Cryptographer Matthew Green, an assistant professor of computer science at Johns Hopkins University, says it’s unlikely any such evidence would ever be produced for public consumption.
That’s the thing about geopolitical infowars. They are not conducted in such a way that random people like us get evidence briefings.
— Matthew Green (@matthew_d_green) October 6, 2017
10. Likelihood: No Conspiracy
Numerous security researchers, speaking with ISMG, doubt that there’s any conspiracy involving Kaspersky Lab and the Russian government. In fact, the same charges being leveled against the Moscow-based firm by anonymous U.S. officials speaking on background could potentially be leveled at any other security firm (see Anti-Virus Conspiracy Theories Cut Both Ways).

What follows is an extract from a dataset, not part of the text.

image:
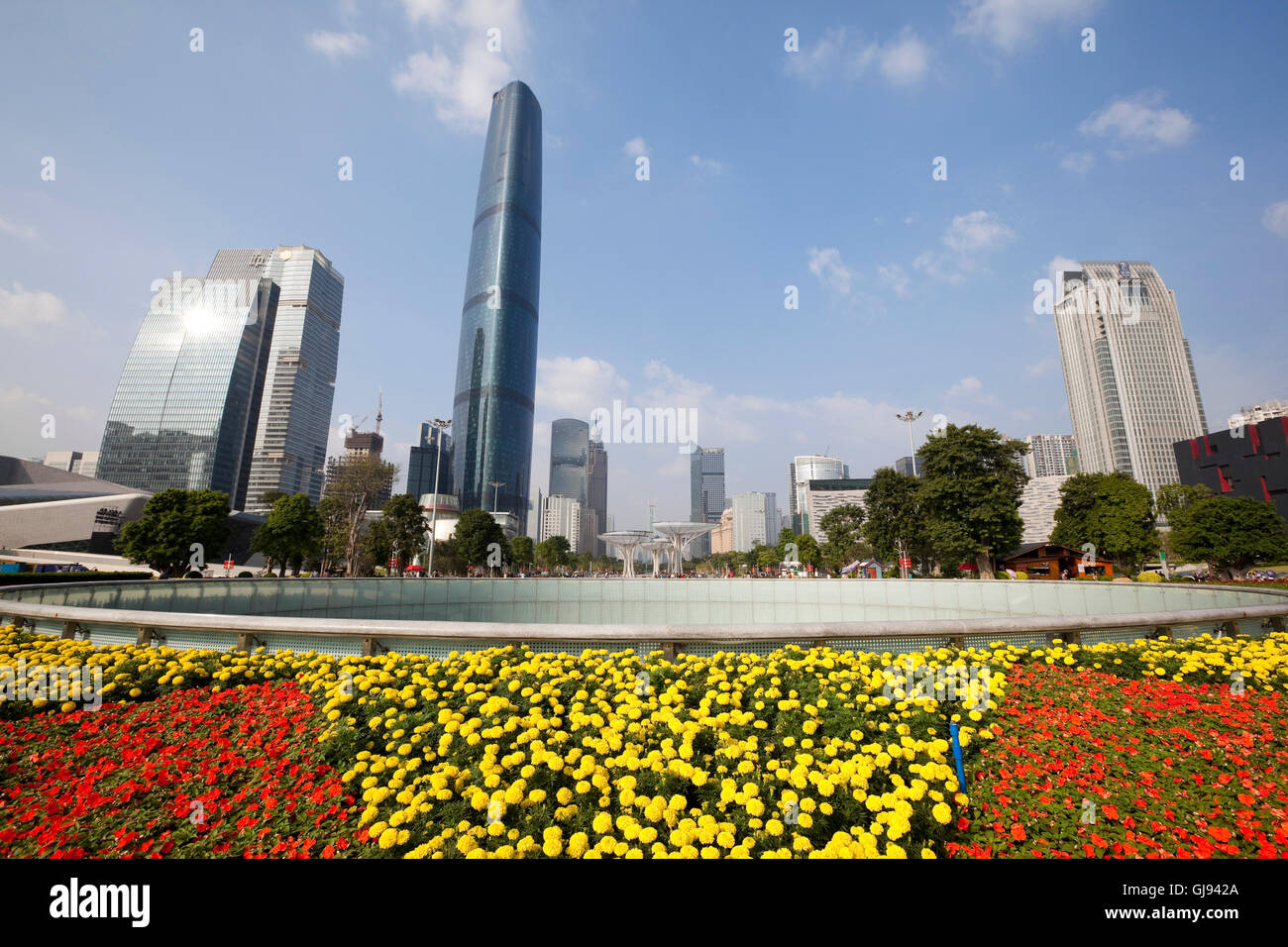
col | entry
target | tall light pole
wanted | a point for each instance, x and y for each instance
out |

But any security firm found to be aiding its government’s cyber espionage efforts would risk reputational damage and bankruptcy.
To suggest otherwise overlooks the fact that governments don’t need security firms’ help to hack a PC. All software has bugs, and that includes security software. Intelligence agencies regularly search for or purchase details of these vulnerabilities to aid in their targeted attacks (see Yes Virginia, Even Security Software Has Flaws).
When governments develop their own attack code, don’t expect Kaspersky Lab anti-virus or any similar products to spot or block it. “Consumer-grade anti-virus products can’t protect well against targeted malware created by well-resourced nation-states with bulging budgets,” says Mikko Hypponen, chief research officer at Finnish anti-virus firm F-Secure.